Una alternativa es amigarse con la idea de la transitoriedad. Este trabajo, lento y seguro, cultivado de muchas maneras, iría desatando los excesivos lazos de apego a lo terrenal y develaría que vivir es atravesar un tiempo de aventura y de privilegio por haber nacido. Partir equivaldría a un nacimiento al revés, al cierre de un ciclo natural. De ocurrir esta especie de milagro mental, fruto de una profunda elaboración, la vida entera se irá transformando para bien. La muerte estará presente en cada bello amanecer, en cada instante de vida lúcida y agradecida. Empezamos a morir al nacer y terminaremos de morir al extinguirnos definitivamente. La muerte incluso podrá perder su nombre y se convertirá en un pasaje, un salto vital a otro lado, una trasmutación de energía… una fuente de extraña vitalidad.

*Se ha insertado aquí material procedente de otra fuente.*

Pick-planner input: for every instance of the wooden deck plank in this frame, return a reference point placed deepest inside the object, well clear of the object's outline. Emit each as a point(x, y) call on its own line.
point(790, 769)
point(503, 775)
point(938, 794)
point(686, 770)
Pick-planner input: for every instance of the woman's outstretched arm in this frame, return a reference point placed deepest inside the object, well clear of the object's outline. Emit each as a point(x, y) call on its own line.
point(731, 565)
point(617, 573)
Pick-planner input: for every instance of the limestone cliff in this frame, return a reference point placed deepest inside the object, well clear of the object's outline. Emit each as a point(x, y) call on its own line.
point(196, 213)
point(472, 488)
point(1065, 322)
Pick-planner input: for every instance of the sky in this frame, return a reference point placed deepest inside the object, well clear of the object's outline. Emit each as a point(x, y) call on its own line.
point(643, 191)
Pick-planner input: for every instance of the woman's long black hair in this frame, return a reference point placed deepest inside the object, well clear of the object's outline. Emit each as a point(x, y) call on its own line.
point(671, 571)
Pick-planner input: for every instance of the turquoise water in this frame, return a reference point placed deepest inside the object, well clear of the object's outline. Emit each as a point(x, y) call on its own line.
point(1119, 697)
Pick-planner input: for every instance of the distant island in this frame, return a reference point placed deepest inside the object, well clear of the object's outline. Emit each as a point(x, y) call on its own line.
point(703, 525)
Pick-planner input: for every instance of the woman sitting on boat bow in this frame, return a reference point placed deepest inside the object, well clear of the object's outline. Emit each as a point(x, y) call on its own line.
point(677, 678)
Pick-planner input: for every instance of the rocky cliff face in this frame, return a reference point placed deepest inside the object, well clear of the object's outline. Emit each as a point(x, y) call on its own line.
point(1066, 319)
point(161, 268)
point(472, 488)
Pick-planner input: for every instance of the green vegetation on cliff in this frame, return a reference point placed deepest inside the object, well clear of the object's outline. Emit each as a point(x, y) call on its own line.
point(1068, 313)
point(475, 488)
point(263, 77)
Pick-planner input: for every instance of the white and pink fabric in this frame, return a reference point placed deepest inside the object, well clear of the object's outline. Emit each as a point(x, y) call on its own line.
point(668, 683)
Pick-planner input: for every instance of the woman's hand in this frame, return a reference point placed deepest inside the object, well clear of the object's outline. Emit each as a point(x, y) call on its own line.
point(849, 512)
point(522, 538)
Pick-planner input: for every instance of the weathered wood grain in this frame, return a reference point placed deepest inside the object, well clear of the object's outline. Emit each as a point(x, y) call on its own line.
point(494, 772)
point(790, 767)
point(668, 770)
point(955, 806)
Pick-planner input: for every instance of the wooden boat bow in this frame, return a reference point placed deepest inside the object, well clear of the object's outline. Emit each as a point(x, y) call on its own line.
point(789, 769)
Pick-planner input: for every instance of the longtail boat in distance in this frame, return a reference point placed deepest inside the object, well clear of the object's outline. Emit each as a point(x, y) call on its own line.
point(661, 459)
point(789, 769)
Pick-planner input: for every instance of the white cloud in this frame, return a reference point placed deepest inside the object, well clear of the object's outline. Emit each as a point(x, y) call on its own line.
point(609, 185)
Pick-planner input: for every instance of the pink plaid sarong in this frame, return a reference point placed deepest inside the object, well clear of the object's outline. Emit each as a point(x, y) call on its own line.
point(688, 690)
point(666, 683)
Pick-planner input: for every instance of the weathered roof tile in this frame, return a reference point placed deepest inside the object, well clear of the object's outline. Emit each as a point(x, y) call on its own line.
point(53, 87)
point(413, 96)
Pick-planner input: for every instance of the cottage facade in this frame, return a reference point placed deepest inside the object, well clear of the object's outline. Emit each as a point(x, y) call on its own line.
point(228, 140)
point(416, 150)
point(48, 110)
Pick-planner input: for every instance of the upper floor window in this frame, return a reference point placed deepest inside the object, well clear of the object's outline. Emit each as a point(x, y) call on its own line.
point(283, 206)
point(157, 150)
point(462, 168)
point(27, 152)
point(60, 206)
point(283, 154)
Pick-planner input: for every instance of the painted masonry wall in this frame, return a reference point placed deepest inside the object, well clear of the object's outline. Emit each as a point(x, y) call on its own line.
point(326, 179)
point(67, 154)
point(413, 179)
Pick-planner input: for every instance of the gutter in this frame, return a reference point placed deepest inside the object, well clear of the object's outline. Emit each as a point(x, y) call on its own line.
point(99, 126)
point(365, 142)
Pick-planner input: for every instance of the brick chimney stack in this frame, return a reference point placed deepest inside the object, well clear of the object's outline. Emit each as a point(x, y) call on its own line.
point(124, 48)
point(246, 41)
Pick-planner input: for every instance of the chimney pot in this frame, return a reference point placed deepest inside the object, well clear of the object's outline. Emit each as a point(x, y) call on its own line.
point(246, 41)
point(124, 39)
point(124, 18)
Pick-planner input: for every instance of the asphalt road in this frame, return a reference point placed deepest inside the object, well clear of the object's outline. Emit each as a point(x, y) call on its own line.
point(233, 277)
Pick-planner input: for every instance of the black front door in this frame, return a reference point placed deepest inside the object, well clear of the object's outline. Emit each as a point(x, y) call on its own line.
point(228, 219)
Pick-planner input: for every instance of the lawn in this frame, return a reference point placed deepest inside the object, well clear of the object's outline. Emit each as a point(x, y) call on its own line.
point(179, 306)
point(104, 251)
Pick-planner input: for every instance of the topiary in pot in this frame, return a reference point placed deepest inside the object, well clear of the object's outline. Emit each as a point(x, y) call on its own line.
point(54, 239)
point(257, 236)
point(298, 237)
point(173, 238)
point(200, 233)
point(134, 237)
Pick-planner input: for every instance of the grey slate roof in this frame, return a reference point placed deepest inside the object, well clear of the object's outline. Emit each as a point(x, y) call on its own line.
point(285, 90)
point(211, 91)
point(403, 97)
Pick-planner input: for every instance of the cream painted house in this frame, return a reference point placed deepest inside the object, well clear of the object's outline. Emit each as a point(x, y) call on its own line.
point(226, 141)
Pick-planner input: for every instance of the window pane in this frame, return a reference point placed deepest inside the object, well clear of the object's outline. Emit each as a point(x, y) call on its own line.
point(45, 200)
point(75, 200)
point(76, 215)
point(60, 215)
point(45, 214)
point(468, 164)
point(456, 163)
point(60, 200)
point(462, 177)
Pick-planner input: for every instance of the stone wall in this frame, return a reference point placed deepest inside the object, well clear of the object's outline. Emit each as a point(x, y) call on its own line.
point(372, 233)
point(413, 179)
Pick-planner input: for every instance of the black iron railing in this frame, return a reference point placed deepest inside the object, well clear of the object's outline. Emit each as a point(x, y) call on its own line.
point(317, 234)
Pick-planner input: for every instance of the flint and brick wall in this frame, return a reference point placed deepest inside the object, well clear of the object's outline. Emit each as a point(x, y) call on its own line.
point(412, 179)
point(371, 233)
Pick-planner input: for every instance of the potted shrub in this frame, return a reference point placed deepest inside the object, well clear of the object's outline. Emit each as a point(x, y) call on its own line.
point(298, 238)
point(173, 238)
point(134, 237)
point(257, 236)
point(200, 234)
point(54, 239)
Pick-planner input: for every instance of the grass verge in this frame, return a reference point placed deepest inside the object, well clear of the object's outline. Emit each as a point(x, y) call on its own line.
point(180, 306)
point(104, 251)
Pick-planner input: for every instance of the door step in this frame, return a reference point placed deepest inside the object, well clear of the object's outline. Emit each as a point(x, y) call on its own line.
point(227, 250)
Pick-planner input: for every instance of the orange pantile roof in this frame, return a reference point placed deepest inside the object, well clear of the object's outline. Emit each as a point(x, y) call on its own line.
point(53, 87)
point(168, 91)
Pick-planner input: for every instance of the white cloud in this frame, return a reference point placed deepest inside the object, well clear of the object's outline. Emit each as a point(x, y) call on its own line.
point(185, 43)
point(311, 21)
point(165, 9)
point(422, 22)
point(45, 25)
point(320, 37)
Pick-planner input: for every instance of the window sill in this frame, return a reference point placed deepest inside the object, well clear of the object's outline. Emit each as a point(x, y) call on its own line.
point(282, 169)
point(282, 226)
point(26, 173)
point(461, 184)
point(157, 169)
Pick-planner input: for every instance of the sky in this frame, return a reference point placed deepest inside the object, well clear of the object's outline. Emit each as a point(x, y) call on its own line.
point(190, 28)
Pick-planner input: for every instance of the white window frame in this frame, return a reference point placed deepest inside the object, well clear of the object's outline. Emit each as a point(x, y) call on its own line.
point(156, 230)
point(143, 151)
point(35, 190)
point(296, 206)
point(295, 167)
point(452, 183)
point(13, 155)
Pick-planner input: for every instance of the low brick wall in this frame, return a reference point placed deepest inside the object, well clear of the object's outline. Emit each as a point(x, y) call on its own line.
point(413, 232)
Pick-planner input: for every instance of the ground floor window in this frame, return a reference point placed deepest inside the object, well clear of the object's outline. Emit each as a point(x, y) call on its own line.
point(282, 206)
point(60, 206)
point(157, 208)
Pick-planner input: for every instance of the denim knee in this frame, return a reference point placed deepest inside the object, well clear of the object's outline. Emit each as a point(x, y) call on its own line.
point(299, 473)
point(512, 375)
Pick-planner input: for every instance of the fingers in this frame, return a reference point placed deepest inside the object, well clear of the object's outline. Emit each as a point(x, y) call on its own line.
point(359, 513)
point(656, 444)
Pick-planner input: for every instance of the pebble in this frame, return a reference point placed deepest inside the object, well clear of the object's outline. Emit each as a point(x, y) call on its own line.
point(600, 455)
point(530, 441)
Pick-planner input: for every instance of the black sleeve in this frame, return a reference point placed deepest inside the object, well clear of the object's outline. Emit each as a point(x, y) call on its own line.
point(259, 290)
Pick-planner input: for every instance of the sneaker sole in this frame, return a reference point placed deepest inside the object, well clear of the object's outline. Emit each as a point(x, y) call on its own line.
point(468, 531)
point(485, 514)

La conciencia de transitoriedad inmediata, el movimiento constante y lúdico ser-no ser más, nos acerca a estados psíquicos de mayor lucidez, modifica la cosmovisión y nos humaniza al sensibilizarnos a la gran ola de lo efímero. La conciencia se expande y se aproxima a un plus de realidad que linda con lo impensable. La mente se libera de temores y se armoniza con la totalidad. Nos aproxima una y otra vez al otro, al extranjero que forma parte del todo en que estamos inmersos. Aprendemos a corregir errores de pensamiento, a domesticar impulsos negativos fruto de hábitos de cultura milenaria regidos por el miedo y la creencia en el poder de acopiar, de tener, de competir, de consumir, de quitarle al prójimo en provecho propio. La angustia por sabernos mortales es fuente de múltiples errores humanos.
La educación desde la infancia en el arte de vivir sin temor a la muerte y en estado de gratitud y amor por el don recibido, familiarizará a las futuras generaciones con la naturalidad de la travesía por la vida, con un principio y un fin. Al aprender, en forma lenta y sostenida a aceptar la impermanencia, bordearán la sabiduría y se incrementará el vivir generoso, humilde, valiente.
Imagino que morir ha de ser como atravesar una cuarta o quinta dimensión, como lanzarse a un vacío infinito. En el acto de soltar amarras con la tierra, el ser se lanza a lo desconocido.
El adiós será suave, pese a las apariencias, la desaparición una evanescencia natural, sin tragedia, y, de alguna manera difícil de explicar, la irradiación de este trabajo abrirá en muchos otros, pequeñas puertas incipientes hacia una solidaridad interminable, y un mundo rescatado de las luchas fratricidas y de la ignorancia.